Ich schäme mich fast, es zu sagen, aber ich bin ein Marketing-Opfer. Wenn ich “Yogurette” höre oder lese, dachte ich bis jetzt nicht an den Schoko-Riegel, sondern immer, wirklich immer zuerst an die Werbung mit den Joggerinnen… Nicht weil Frauen, sondern weil Werbung. Aber jetzt hat sich unser veganes Yogurette-Dessert in mein kleines 80er-Jahre-Gehirn gebrannt!

Yogurette-Dessert

Der zweite Gedanke ging tatsächlich auch nicht an den Riegel, sondern an den Comedian Michael Mittermeier, der die besagte Werbung vor tausend Jahren persifliert hatte (findet sich hier bei YouTube).

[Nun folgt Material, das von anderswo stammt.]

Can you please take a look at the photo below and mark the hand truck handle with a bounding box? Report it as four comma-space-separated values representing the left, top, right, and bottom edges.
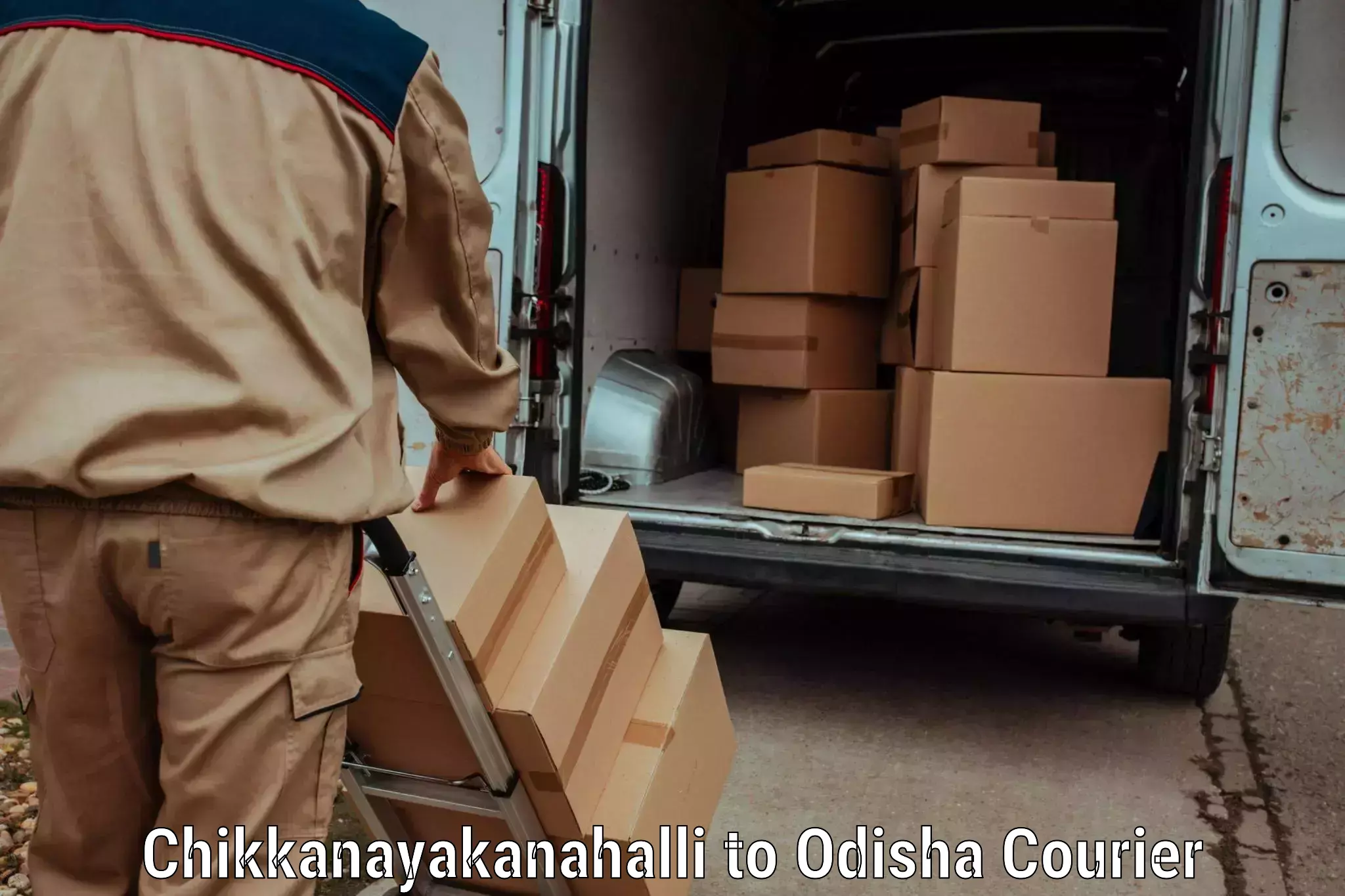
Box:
361, 517, 416, 576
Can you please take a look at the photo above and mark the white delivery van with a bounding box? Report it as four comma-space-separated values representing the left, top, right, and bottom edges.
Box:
368, 0, 1345, 697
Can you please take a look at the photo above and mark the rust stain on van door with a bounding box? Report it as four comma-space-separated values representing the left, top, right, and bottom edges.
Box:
1231, 262, 1345, 555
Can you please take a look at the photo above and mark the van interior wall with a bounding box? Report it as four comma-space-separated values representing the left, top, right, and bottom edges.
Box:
584, 0, 1202, 389
583, 0, 769, 407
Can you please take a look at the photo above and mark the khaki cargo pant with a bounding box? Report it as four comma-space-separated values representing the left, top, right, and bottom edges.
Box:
0, 489, 361, 896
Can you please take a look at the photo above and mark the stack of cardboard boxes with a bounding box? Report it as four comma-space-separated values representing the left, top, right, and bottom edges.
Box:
711, 131, 893, 473
889, 96, 1170, 534
672, 96, 1170, 534
349, 470, 734, 896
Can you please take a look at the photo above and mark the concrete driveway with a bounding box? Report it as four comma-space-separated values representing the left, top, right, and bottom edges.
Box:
674, 587, 1345, 896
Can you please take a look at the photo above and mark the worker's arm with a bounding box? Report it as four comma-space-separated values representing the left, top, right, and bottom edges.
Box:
372, 54, 518, 469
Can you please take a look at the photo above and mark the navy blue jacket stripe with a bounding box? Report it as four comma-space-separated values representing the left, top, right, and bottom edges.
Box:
0, 0, 429, 137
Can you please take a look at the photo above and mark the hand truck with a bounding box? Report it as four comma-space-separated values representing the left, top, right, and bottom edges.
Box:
342, 519, 570, 896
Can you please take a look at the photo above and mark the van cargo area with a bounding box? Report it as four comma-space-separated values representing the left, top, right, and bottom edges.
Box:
574, 0, 1208, 618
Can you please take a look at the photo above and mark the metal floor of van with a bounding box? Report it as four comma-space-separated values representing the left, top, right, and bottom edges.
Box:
580, 470, 1158, 551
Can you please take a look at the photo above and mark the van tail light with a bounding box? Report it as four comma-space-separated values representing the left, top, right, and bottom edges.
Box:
1200, 158, 1233, 414
530, 164, 565, 380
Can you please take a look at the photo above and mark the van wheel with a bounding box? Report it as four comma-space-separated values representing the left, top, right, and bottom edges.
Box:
1139, 616, 1233, 700
650, 579, 682, 626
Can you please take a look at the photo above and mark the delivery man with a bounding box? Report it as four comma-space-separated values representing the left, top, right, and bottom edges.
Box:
0, 0, 518, 896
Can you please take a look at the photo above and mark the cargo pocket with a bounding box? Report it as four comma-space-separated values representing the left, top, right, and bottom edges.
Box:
278, 645, 362, 836
0, 511, 55, 674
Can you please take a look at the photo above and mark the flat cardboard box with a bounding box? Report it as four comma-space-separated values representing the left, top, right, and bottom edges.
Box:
742, 463, 915, 520
389, 631, 737, 896
920, 371, 1172, 536
493, 507, 663, 838
933, 190, 1116, 376
892, 367, 931, 505
942, 176, 1116, 224
901, 96, 1041, 169
724, 165, 892, 298
1037, 131, 1056, 168
878, 267, 939, 368
711, 294, 882, 389
348, 469, 565, 779
898, 165, 1057, 272
676, 267, 724, 352
710, 383, 742, 466
737, 389, 892, 473
355, 467, 565, 708
748, 129, 892, 171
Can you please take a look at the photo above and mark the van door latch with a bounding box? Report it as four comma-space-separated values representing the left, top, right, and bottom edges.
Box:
1187, 347, 1228, 373
1200, 433, 1224, 473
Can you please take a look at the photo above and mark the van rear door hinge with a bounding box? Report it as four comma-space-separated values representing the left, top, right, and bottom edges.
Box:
1200, 433, 1224, 473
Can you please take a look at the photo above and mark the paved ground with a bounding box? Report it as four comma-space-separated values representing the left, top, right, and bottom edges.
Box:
653, 588, 1345, 896
0, 588, 1345, 896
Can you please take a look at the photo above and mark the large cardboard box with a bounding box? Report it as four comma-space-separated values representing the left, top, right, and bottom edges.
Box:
349, 507, 663, 854
940, 176, 1116, 224
724, 165, 892, 298
389, 631, 737, 896
874, 127, 901, 169
920, 371, 1172, 534
676, 267, 724, 352
349, 469, 565, 779
493, 507, 663, 838
711, 295, 882, 389
737, 389, 892, 473
901, 96, 1041, 169
748, 131, 892, 171
742, 463, 915, 520
898, 165, 1057, 272
933, 179, 1116, 376
878, 267, 939, 368
355, 467, 565, 706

Erst danach kommt der Riegel an sich. Das liegt vielleicht daran, dass ich Yogurette niemals so richtig mochte. Ja, geil, ist zwar Schokolade, aber halt trotzdem nicht so richtig geil. Ich mag Erdbeeren, ich mag auch Jochurt, wie man im Pott so sagt, aber Yogurette schmeckte einfach immer nur: künstlich.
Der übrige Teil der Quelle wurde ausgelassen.